Another ​benign inflation print thanks to food prices, as stickiness continues

TURKEY - In Brief 03 Jun 2019 by Murat Ucer

Consumer prices rose by a lower than expected 1%, m/m, in May (consensus: around 1.3%), with the 12-month rate thus easing to 18.7% from 19.5% in April. Monthly Domestic-PPI inflation was 2.7%, on the back of a weaker lira and higher energy prices, but given last year’s elevated base, the 12-month D-PPI inflation also fell to 28.7% from 30.1% in the previous month. That said, the PPI inflation in particular as well as its spread over CPI-inflation (which has been hovering around 10 percentage points in recent months) remain high, attesting to continuation of cost-push pressures (Graph 1; Table 1).
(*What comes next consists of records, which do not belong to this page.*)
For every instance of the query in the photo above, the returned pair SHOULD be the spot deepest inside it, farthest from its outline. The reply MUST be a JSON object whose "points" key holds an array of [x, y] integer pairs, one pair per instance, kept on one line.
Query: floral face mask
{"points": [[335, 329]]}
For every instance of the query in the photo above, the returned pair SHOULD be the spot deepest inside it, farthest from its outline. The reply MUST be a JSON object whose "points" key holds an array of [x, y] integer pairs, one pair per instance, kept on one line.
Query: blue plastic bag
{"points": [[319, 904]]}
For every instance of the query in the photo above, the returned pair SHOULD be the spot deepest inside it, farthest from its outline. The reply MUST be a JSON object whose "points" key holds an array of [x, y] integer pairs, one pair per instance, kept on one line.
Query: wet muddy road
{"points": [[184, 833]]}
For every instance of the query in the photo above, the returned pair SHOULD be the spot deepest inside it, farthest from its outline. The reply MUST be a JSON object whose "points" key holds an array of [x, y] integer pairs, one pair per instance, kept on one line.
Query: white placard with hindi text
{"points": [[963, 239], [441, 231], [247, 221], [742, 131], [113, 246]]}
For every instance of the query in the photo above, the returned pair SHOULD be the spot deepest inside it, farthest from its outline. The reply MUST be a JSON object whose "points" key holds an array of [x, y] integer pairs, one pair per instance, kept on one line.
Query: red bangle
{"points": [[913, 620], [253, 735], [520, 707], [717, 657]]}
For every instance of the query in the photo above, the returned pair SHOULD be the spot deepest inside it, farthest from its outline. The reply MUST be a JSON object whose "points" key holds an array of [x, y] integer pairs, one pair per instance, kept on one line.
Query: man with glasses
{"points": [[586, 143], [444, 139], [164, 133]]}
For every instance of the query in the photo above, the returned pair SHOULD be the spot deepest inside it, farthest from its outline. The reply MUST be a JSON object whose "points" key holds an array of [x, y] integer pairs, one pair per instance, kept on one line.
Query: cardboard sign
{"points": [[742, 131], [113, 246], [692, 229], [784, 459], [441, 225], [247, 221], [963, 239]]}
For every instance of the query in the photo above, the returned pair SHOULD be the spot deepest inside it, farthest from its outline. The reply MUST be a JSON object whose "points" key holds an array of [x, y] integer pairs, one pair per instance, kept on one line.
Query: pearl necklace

The unexpectedly sharp drop in food prices was a key driver of lower CPI inflation this month (at least as far as our forecast is concerned), which dropped to a 12-month rate of 28.4%, from 31.9%, or shaving off some 0.3 ppt from overall CPI-inflation this May, compared with a positive contribution of about same magnitude last May (Graphs 2-3). Most other sub-categories pointed to softer inflation pressures this May (some puzzlingly so, like houseware, which typically responds to lira weakness), but some service-concentrated sub-categories (e.g., hospitality, culture, education), were broadly unchanged. As a matter of fact, service inflation, which was unchanged at 15.1%, y/y, remained sticky through May (Graph 4; Table 2).And last, but certainly not least, core inflation (C-index) also eased to 15.9% from 16.3% in April, but its monthly (seasonally-adjusted) pace has edged up slightly to (a 3-month moving average) of 0.5%, from some 0.4% in April, reflecting recent lira weakness, which, in principle, should continue driving monthlycore inflation somewhat higher in the coming...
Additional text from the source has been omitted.